Всем на-лице-том играет младость всегдашняя вечно,
При величии ж как простом, так не ухищренном.
Длинны власы источают дух вони́ амвроси́йны,
Ризы сияют ее такими мастей испещреньми,
Солнце какими вкруг, при-своем востечении в утро,
Все озаряет мрачные кровы оны небесны,
Купно и-черные тучи, оно что-тогда позлащает.
Та божественность тут земли не-касалась стопами:
Ле́гко парит она по-возду́ху, как-крила имущи.
Мощною держит рукою та ж копие преблещаще,
В трепет могуще привесть и грады и-ратны народы:
Сам и-Гради́в бы весь от-того пресодрогся всемерно.
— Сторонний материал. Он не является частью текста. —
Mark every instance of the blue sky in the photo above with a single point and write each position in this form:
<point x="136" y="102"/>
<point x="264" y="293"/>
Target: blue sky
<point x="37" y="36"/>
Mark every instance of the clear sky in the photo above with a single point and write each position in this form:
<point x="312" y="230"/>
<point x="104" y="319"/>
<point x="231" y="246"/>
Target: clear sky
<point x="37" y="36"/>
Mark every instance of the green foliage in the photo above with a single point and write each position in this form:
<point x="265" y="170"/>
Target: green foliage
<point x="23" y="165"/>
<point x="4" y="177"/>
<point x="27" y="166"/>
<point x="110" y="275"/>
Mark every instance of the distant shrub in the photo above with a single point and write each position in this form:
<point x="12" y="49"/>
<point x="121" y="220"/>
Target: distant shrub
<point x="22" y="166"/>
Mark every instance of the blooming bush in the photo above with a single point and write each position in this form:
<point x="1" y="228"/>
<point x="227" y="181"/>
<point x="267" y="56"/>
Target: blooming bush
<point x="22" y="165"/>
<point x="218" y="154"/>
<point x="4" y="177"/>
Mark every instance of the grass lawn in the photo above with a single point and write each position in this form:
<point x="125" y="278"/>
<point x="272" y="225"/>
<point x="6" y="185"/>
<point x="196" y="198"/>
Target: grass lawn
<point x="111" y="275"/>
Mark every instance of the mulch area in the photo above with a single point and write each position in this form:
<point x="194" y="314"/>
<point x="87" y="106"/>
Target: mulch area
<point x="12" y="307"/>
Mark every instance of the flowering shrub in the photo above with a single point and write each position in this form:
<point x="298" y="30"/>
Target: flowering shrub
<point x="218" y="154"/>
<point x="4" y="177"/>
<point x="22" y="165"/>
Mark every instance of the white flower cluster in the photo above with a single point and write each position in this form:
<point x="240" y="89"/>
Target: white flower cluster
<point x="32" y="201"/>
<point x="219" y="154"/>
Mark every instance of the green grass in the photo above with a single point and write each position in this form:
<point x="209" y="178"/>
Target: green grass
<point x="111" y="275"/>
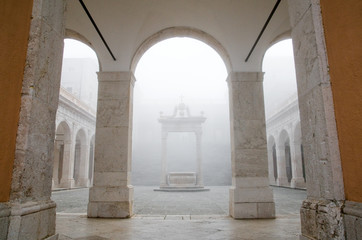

Глас ее тих, мерен, но проразисто ярок.
Речи оные все, как стрелы огненны неки,
Сердце всё проницают внутрь тогда в Тилемахе
И дают ему ощущать боль некий приятный.
Зрится на-шлеме ее нощная птица афинска;
А на персях у-ней эгид-тут сверкает престрашный
Знакам по-сим Тилемах признал удобно Палладу.
«О богиня! так-ты-то сама удостоила скрытно
Быть руководницей сыну, с любви к отцу Одиссею!
Коль лучезарна! кольми ж изменилась от-Ментора! яве
Бывша споспешника мне и-во-всем наставника свята!
Коль-же моя и-надежда вся на-успех путешествий,
Помощи от твоея, блажайша, зависела твердо!»
Больше хотел провещать, но-ему вдруг гласа не-стало.
Тщетно устне его к изъявлению силились мыслей,
Спешным стремлением из глубины исходящих сердечны
Там присуща божественность оного преутесняла;
Был он как человек, в сне отягощенный толико,
Что ни-дышать не-имеет сил, а-вращанием трудным
Уст своих не может уже проглаголать ни-слова.
В том, наконец, Паллада сама изрекла, провещая:
«Сын Одиссеев! послушай меня, и-сие-уж впоследни.
Я никого не-учила из-смертных с радением бо́льшим,
Коль тебя. Я-тебя вела сквозь бедства рукою,
По неизвестным странам, во бранех прекроволитных
И в злоключениях всяких, которы могут неложно
Сердце всё испытать, и то искусить в человеке.